- What is synapse?
- Data integration for batch and real time processing using MongoDB Atlas and Synapse.
- Setup MongoDB Atlas cluster.
- Create a Synapse workspace.
- Batch:
- Create Synapse pipeline to load data from Atlas to Blob storage.
- Read Table data in Avro format.
- Integrate/enrich the data using Apache spark (Databricks).

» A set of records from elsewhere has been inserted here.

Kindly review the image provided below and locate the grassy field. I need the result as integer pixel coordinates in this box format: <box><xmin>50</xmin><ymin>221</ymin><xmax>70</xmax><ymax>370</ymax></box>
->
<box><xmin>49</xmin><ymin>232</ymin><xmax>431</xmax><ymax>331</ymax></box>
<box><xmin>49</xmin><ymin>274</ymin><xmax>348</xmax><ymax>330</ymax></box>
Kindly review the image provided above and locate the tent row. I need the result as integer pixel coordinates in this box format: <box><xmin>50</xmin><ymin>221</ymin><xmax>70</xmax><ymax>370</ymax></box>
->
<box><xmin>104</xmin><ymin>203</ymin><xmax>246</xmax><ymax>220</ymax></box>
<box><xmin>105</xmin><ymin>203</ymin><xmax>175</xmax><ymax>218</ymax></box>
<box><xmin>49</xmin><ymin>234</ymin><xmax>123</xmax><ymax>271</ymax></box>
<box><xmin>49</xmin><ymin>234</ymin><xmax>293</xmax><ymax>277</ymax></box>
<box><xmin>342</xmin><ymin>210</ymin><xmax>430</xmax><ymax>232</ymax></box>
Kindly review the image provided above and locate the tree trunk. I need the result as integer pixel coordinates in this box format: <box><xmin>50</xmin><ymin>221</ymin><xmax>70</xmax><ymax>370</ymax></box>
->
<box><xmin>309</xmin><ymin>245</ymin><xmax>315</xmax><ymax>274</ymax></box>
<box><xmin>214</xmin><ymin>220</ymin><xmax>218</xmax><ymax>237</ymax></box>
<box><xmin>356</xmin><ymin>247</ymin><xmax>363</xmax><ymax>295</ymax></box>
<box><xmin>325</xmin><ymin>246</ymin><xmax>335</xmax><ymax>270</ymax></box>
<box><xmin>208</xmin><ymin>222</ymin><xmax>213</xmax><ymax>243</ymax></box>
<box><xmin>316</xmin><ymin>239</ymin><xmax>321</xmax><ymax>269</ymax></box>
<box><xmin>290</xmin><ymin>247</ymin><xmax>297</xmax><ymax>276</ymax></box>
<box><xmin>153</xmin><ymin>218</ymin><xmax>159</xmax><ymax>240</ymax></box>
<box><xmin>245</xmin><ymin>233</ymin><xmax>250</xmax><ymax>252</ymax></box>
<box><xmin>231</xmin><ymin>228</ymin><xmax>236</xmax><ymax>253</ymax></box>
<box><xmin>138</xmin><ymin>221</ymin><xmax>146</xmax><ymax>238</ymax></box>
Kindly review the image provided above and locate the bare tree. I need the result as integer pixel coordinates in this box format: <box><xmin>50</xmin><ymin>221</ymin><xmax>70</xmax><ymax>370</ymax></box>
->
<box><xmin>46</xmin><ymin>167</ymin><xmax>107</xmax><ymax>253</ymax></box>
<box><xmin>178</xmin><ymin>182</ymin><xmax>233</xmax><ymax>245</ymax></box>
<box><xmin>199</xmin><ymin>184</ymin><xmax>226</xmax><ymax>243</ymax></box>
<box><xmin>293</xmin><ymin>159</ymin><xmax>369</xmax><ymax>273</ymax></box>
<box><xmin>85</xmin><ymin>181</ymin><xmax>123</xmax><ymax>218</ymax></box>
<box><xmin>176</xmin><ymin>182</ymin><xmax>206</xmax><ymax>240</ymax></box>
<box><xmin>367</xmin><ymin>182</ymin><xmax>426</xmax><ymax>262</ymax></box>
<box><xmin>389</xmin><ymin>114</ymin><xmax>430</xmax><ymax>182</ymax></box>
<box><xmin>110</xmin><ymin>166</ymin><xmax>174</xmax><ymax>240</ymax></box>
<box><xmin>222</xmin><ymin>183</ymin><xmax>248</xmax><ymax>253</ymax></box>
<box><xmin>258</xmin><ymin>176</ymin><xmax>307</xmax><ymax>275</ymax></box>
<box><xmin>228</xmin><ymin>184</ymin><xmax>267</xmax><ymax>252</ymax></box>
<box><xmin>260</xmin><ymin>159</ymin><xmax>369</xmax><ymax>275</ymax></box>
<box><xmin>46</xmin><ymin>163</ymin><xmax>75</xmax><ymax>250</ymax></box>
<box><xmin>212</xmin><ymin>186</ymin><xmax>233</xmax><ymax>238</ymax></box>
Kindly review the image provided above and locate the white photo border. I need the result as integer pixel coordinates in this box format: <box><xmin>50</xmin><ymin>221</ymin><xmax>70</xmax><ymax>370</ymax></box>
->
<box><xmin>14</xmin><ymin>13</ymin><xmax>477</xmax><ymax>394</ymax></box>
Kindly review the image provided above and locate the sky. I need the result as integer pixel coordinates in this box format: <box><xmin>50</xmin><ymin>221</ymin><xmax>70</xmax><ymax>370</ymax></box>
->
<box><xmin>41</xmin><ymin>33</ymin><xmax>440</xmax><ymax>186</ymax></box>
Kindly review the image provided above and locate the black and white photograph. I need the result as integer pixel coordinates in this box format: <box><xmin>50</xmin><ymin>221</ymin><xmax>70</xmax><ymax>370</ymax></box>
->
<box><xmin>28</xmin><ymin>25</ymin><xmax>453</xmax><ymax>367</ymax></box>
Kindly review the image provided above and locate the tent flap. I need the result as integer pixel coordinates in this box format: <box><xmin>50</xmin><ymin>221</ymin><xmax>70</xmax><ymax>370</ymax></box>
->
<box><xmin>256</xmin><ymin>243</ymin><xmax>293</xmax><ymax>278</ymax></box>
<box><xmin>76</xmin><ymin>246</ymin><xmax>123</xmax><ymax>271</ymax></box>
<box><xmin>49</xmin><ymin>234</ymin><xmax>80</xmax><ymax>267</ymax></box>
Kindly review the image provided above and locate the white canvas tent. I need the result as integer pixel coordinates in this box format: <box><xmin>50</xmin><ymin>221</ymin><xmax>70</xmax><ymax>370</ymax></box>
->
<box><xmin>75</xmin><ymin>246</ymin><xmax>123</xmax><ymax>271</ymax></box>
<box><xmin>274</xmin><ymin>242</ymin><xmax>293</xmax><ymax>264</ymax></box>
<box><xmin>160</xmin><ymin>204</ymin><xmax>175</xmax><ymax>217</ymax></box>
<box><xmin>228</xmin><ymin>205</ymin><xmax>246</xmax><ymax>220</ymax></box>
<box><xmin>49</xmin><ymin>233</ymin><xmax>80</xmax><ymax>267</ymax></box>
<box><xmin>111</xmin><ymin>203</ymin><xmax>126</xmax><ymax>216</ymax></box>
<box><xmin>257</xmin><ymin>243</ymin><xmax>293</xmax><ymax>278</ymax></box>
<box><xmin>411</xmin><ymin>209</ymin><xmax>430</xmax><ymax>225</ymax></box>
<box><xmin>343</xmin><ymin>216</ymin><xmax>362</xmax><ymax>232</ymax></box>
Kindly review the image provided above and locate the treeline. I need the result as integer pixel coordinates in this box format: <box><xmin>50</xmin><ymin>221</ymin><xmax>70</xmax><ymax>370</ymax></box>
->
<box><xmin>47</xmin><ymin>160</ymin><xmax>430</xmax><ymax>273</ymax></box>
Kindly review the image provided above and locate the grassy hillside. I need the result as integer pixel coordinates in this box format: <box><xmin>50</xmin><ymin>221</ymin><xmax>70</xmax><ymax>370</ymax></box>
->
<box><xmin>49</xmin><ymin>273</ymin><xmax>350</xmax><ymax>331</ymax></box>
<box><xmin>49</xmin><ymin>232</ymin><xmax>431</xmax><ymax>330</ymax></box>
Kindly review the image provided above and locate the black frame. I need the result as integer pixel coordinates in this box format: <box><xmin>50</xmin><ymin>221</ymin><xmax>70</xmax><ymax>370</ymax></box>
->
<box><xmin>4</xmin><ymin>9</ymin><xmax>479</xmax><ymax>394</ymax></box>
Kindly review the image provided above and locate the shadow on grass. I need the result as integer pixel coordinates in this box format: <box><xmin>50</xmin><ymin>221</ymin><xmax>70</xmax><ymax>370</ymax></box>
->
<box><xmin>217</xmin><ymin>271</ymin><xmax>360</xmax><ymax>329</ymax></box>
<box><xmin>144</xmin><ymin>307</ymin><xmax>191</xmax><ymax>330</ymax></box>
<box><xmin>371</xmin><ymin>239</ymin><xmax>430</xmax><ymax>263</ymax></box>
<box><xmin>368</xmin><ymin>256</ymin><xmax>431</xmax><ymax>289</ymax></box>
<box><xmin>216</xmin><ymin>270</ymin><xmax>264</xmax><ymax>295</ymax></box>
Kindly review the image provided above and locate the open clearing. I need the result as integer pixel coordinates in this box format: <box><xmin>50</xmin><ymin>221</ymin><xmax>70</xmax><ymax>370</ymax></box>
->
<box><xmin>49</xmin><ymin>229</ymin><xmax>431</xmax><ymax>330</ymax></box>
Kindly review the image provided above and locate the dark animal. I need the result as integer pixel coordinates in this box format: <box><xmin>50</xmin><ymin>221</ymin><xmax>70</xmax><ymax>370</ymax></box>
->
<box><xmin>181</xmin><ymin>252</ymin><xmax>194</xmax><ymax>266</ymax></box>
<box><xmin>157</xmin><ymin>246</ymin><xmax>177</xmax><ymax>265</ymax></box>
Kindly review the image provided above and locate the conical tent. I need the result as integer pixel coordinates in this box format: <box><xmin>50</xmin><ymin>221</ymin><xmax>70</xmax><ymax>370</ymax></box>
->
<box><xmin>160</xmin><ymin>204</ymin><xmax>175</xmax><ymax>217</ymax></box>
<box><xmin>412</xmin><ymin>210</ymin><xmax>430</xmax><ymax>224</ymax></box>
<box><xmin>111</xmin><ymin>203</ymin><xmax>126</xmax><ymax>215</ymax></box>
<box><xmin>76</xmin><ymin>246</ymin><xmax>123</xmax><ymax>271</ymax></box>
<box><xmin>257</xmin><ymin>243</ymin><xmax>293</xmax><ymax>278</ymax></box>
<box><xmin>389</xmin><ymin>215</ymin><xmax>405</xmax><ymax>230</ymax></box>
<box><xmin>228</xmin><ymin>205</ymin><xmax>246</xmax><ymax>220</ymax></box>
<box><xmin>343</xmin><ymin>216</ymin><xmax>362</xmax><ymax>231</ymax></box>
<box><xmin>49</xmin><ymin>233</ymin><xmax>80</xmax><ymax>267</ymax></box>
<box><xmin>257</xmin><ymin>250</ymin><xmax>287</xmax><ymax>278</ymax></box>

- Sink - MongoDB atlas, Synapse SQL datawarehouse
Azure Synapse is an enterprise analytics service that accelerates time to insight across data warehouses and big data systems. Azure Synapse brings together the best of SQL technologies used in enterprise data warehousing, Spark technologies used for big data, Data Explorer for log and time series analytics, Pipelines for data integration and ETL/ELT, and deep integration with other Azure services such as Power BI, CosmosDB, and AzureML.
-
Log-on to your Atlas account and Navigate to your project.
-
Create a cluster if you don't have one. This demo will also work with a free tier cluster. (To use a dedicated cluster, Use GETATLAS promo code to get the free credits).
-
Create a new user by navigating to Database Access -> Add user and add the admin role to the user.
-
Create Ip address whitelist for your cluster by navigating to Network access (For the demo purpose you can whitelist 0.0.0.0/0 - Not recommended on production clusters).
-
Create a database named mdb-retails.
-
Navigate to your cluster and click on connect. Choose the Standard connection. Click on Connect to you Application and make note of your connection string i.e. required for running further steps in this demo.
Log-on to your azure portal. Create a resource group by navigating to resource with name of your preference.
Create a Synapse Workspace to create your pipelines That will read the data from Atlas using Atlas source connector and store the data to Azure blob storage/ SQL.
To create resources in your resource group, Click on Create button as shown below.
Search for Azure synapse analytics and click on Azure synapse analytics as shown below.
Create Azure Synapse Analytics workspace. Fill out the required fields and click on Review+Create
Create a storage account. It will be used for storing the data as a sink on azure.
Post creation of Synapse workspace. Click on the Open Synapse Studio
Click on Integrate from side pane and click on + to create a new pipeline.
To load batch and microbatch data from Mongodb Atlas to your Azure synapse analyics, Click on Move & transform in Activities and drag and drop the Copy data.
Add name, description, retry interval as per the requirement in the General tab of the pipeline component.
Select the Source tab and click on New select new Integration dataset as shown below. Click on continue.
Provide the name and under linked service click on +New.
Provide a name to your Mongodb Atlas linked service and From Atlas paste the connection string. Also provide the database name from where you want to import the data from. Click on Create.
Once the new source is ready, Provide the name of your collection you want to collect the data from. Back on your Pipeline stage, Select MongoDB Source dataset you have just created.
Now provide the Sink to your dataset. For our case we will be storing the data into Azure Gen2 Datalake.
Create a Gen2 datalake and in your sink dataset provide the Azure datalake as input. Store the transformed data into Parquet format. Make sure to do the Schema mapping before you proceed with next steps.
To Simulate the other data source we have used a Pipeline to store the Orders data from Atlas to Azure in CSV format. Which inturn we are reading and storing in Parquet format.
Create a Dataflow pipeline from activities. Add stages to Copy the data from MongoDB and other source and merge it using left outer join as shown below.
Repeate the steps for the other data source as well.
Once the dataflow job is ready. Click on the Debug button to run the pipeline. The data from our both data sources will be read and copied into the Azure synapse (i.e. on the Gen2 datalake).
To Run the analytics on the data Read you can Create sparks job by navigating to the Develop, And click on +, Create Notebook. Note: you will require a spark node pool to run the script.